Most commonly used social networking sites will remove this type of content if it is reported as it breaches their community standards. However, increasingly complex cases involve several accounts and pieces of content which will have been shared widely, making it difficult for a victim to regain control of the situation. Extreme incidences have involved harvesting and selling on of intimate images, as well as racist video footage of pre-school children made without parental consent.
The media coverage around ‘Blue Whale’ continues, and we have seen a range of misinformation from authoritative bodies being circulated widely. Our own position on the matter remains the same and can be read here.
As we know, Keeping Children Safe in Education states that schools have a duty of care to ‘appropriately monitor’ young people’s internet use on their networks, and we believe that this increased focus on monitoring has contributed to a number of calls to the helpline from schools concerned about searches for content around Blue Whale.
If you’re confused about monitoring, you may find our guide to monitoring blog useful. SWGfL has recently developed its own Assisted Monitoring service, which benefits from working closely with the helpline when potential safeguarding concerns arise. You can read more about the service here.

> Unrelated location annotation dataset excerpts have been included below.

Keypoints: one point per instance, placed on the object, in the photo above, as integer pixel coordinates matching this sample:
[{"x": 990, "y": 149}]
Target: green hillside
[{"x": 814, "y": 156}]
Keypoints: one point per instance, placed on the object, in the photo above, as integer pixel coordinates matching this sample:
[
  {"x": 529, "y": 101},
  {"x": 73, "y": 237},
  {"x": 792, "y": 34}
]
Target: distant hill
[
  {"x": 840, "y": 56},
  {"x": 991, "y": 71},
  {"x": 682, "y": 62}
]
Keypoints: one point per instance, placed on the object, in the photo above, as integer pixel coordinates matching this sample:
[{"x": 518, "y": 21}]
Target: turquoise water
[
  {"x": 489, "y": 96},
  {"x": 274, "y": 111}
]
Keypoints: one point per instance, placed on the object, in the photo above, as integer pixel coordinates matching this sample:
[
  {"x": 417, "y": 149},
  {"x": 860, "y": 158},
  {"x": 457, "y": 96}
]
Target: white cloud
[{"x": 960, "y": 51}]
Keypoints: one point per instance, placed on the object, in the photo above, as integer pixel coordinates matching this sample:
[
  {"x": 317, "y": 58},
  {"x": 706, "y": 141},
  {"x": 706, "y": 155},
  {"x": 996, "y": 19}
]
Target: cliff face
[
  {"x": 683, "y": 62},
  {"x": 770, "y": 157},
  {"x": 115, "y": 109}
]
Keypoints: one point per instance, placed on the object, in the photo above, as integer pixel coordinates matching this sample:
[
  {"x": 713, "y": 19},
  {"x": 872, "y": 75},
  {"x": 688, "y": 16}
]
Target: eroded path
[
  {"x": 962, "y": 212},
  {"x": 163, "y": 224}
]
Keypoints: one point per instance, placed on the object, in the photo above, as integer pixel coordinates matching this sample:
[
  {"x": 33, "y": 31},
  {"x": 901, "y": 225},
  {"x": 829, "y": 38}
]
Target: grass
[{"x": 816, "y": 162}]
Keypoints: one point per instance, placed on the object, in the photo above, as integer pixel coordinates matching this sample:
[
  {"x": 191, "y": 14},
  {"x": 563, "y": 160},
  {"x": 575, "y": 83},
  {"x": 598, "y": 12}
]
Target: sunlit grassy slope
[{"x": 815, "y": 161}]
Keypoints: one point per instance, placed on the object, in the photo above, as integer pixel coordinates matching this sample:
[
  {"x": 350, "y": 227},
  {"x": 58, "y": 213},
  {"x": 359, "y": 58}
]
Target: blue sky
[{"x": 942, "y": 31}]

With the new Digital Economy Act 2017 on the horizon (expected to be in place by April 2018) we are seeing more calls from educational settings about data compliance and their obligations under GDPR. Earlier this year we produced this blog which explains what schools can do to protect themselves under these new regulations.
SWGfL launched 360 Data in 2016, which is specifically designed to help schools review their policies and procedures around data protection and information security so is a great place to start for professionals working in this area.
Whilst this topic is extremely important, we are hearing of instances where designated safeguarding leads are being given the responsibility of data protection without any extra time to allow for this work. As advocates for the safeguarding of young people, we would advise all members of the children’s workforce that their duty of care to young people remains paramount. Any time spent fulfilling GDPR obligations should not come at the expense of young people’s wellbeing.
The vast range of online safety issues brought to our attention highlights the need for a collaborative approach to working. We continue to work directly with industry partners to help resolve more complex issues, while involvement from local and national agencies and industry play a crucial part in resolving increasingly complex cases. It’s important now, more than ever, that we continue to work together in the pursuit of keeping everyone safer online.